Speaking last night from her Ipswich home, Rita Ling, 80, said she hopes the fresh investigation announced yesterday by the Crown Office can put an end to decades of unanswered questions.
Mrs Ling said: “I’m pleased that they have re-opened the case and would be delighted if they were more successful this time.
“I know they have tried before but there are new advances these days.
“They have just told me they have opened it again, it’s such a long time ago now.
“I only wish that my mother was still alive to see any result, if there is one.”
Mrs Ling and her mother Florence Page would travel to Aberdeen during the early months of the original investigation and visited the flat in Allan Street where their loved one died.
Mrs Page died in 1993 never knowing the full extent of the tragic circumstances that led to her youngest daughter’s death.
Lord Advocate Frank Mulholland QC said it was important not to give Mrs Ling “false hope” after all these years.
Mr Mulholland said: “You can never look into the future but I think it is important that you don’t give families false hope so we wouldn’t be doing this unless we had a hope of reasonable possibilities of success here.
“I think it is well worth doing and hopefully it will give confidence to other families in a similar position that these cases are not forgotten about and are periodically looked at with a view to doing what we can to identify the perpetrator and bring him or her to justice.”
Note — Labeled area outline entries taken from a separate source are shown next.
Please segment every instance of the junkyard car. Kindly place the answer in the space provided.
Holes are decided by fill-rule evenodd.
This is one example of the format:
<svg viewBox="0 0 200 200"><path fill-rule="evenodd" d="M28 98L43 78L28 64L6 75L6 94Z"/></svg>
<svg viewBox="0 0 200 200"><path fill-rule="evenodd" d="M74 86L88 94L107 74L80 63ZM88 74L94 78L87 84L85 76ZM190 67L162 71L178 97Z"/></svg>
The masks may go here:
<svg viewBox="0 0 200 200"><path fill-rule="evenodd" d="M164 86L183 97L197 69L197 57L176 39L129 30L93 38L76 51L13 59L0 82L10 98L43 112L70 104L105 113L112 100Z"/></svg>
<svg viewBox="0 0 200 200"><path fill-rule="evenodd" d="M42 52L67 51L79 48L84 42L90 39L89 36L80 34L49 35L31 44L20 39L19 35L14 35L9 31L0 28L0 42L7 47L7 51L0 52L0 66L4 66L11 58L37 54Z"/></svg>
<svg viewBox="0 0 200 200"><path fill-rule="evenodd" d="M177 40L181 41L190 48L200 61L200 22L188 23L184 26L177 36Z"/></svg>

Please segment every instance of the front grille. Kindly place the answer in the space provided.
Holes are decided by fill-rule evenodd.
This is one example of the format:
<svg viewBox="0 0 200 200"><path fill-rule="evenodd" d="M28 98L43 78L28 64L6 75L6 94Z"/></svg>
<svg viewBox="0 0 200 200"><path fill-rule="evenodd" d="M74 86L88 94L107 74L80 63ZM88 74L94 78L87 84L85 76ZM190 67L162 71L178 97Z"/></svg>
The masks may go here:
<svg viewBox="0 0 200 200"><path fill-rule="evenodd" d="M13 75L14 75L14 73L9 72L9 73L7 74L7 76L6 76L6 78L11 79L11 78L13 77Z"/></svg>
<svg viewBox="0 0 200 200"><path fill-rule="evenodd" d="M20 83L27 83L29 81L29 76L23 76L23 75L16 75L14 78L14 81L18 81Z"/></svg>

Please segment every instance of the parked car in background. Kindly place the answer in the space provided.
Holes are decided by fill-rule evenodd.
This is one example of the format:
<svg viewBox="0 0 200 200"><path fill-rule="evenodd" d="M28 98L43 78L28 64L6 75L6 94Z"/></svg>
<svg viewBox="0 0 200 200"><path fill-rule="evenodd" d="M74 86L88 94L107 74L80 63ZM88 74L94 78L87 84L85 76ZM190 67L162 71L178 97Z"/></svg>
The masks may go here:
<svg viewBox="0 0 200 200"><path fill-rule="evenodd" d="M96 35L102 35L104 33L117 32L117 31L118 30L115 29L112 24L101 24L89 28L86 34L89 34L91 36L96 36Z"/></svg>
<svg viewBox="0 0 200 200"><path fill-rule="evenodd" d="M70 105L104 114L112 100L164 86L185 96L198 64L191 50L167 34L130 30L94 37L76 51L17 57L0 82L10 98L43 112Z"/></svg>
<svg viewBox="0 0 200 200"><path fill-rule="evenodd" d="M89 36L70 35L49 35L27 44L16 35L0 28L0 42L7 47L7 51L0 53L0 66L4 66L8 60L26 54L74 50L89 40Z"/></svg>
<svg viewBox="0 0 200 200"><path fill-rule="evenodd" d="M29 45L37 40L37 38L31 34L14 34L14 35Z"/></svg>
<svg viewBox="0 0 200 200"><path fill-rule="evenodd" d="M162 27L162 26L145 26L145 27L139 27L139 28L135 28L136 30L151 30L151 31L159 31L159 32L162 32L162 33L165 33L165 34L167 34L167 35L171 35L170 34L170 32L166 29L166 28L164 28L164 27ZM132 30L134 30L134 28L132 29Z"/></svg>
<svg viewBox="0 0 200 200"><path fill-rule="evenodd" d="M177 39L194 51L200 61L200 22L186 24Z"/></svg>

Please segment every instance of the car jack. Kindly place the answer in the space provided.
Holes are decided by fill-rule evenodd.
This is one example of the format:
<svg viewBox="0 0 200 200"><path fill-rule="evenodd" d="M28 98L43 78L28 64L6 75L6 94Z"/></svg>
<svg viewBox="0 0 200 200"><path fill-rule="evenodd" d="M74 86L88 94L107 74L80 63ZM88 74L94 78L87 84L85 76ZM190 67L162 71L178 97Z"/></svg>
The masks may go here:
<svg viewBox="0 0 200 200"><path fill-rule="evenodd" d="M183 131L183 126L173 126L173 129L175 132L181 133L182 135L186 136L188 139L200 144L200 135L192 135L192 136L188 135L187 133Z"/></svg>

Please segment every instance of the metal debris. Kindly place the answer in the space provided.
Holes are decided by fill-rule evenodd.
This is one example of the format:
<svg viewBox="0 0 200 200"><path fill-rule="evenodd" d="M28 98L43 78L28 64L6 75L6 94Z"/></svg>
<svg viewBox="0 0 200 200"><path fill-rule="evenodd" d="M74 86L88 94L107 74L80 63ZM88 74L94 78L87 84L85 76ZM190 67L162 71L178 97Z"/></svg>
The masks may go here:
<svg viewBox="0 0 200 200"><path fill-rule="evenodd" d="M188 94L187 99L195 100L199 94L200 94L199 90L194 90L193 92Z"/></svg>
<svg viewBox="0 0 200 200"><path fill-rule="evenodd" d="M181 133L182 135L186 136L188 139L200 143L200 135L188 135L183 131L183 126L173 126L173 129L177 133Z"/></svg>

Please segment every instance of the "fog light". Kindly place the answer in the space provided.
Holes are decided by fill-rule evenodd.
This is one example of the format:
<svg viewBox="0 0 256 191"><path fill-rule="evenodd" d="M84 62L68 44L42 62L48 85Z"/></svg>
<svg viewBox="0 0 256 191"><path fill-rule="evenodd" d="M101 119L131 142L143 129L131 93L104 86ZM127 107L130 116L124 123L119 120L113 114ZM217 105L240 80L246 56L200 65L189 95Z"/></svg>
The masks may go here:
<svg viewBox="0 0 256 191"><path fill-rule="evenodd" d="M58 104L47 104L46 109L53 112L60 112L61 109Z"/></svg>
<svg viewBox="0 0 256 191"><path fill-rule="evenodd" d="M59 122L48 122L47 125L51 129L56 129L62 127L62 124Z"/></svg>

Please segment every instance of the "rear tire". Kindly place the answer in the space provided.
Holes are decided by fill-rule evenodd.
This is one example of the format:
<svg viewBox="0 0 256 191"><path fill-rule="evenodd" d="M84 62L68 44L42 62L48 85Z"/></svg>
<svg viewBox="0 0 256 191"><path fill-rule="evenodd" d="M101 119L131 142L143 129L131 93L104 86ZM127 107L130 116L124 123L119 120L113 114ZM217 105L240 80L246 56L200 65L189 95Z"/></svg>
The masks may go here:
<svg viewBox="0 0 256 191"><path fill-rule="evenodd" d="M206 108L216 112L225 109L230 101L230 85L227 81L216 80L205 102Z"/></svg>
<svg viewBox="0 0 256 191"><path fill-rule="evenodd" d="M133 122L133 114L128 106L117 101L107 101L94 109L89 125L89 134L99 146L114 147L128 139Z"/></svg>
At the time of the murder, Dr Page was living alone, having divorced her husband – Dr Christopher ‘Kit’ Harrisson – who worked in the biochemistry department at Aberdeen University – six months earlier.
Mr Harrisson was interviewed by police in the weeks after his former wife’s death, but was quickly ruled out as a suspect.
After her death he released a statement, expressing his “sincere and heartfelt grief” at the loss of his former wife – it is understood he made a new life for himself in Holland.